Accordingly, the proposition is well sustained that one who purchases machinery with a view that it shall be annexed to, or placed in, a building of which he is the owner, and who executes a chattel mortgage on the property so purchased, thereby evinces his intention that the property shall retain its character as personalty, regardless of the manner in which it may be annexed to the freehold. Eaves v. Estes, 10 Kan. 314; Ford v. Cobb, 20 N. Y. 344; Sisson v. Hibbard, 75 N. Y. 542 ; Tifft v. Horton, 53 N. Y. 377 ; Campbell v. Roddy, supra; Henkle v. Dillon, supra.

Except where the rights of innocent purchasers are involved, it is the policy of the law to uphold such contracts in the interest of trade.

The execution of a chattel mortgage by the owner of the land, upon machinery which he afterwards places in a building thereon, is regarded as an unequivocal declaration of his intention that the act of annexation shall not change or take away the character of the machinery as personalty, until the debt secured by the mortgage has been fully paid. Tifft v. Horton, supra.

A provision in a chattel mortgage that, upon default of payment of the mortgage debt, the mortgagee may take possession of the mortgaged chattels and sell the same, if anything beyond the mortgage itself was needed, is equivalent to an express agreement that the property shall continue to be regarded as personalty.

Having reached the conclusion that, when the nature of the property admits of it, parties may by convention fix its character as personalty as between themselves, after it is annexed to the freehold, and that a chattel mortgage, such as the one under consideration, is equivalent to an express agreement in that respect, the case would be of easy solution but for the intervention of the rights of others than the immediate parties to the chattel mortgage.
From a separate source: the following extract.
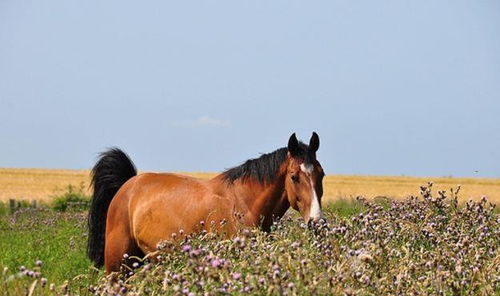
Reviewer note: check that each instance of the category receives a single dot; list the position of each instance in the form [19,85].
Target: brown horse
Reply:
[131,213]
It remains to be considered whether the chattel mortgage from Kemper to Hadley, Wright & Co. was effectual to preserve the character of the mortgaged chattels as against the purchase-money mortgage given by Kemper to Eckart Bros., and the subsequent mortgage to the bank. What are the rights of a mortgagee of chattels of the description of those in question, who consents that the mortgaged property may be taken out of the county in which his mortgage is recorded, and that it may be annexed to real estate in such a manner as that, in the absence of an agreement or intention to the contrary, the act of annexation, ipso facto, makes the property accessory to the freehold?

In some jurisdictions, as will appear from the authorities already cited, the rule seems to be that an agreement between the owner of land and the vendor of chattels, which are to be annexed thereto, concerning the character of the chattels, is valid, not only between the parties, and against a prior mortgagee of the land, but also against a subsequent mortgagee or purchaser without notice, while in others an essentially different effect is attributed to such an agreement. Thus, in Tifft v. Horton, supra, and Ford v. Cobb, supra, it was held by the Court of Appeals, in the State of New York, that neither a precedent nor subsequent mortgagee of real estate could defeat the claim of one holding a chattel mortgage upon property which had been annexed to the mortgaged premises under an agreement that it should continue to be regarded as personalty.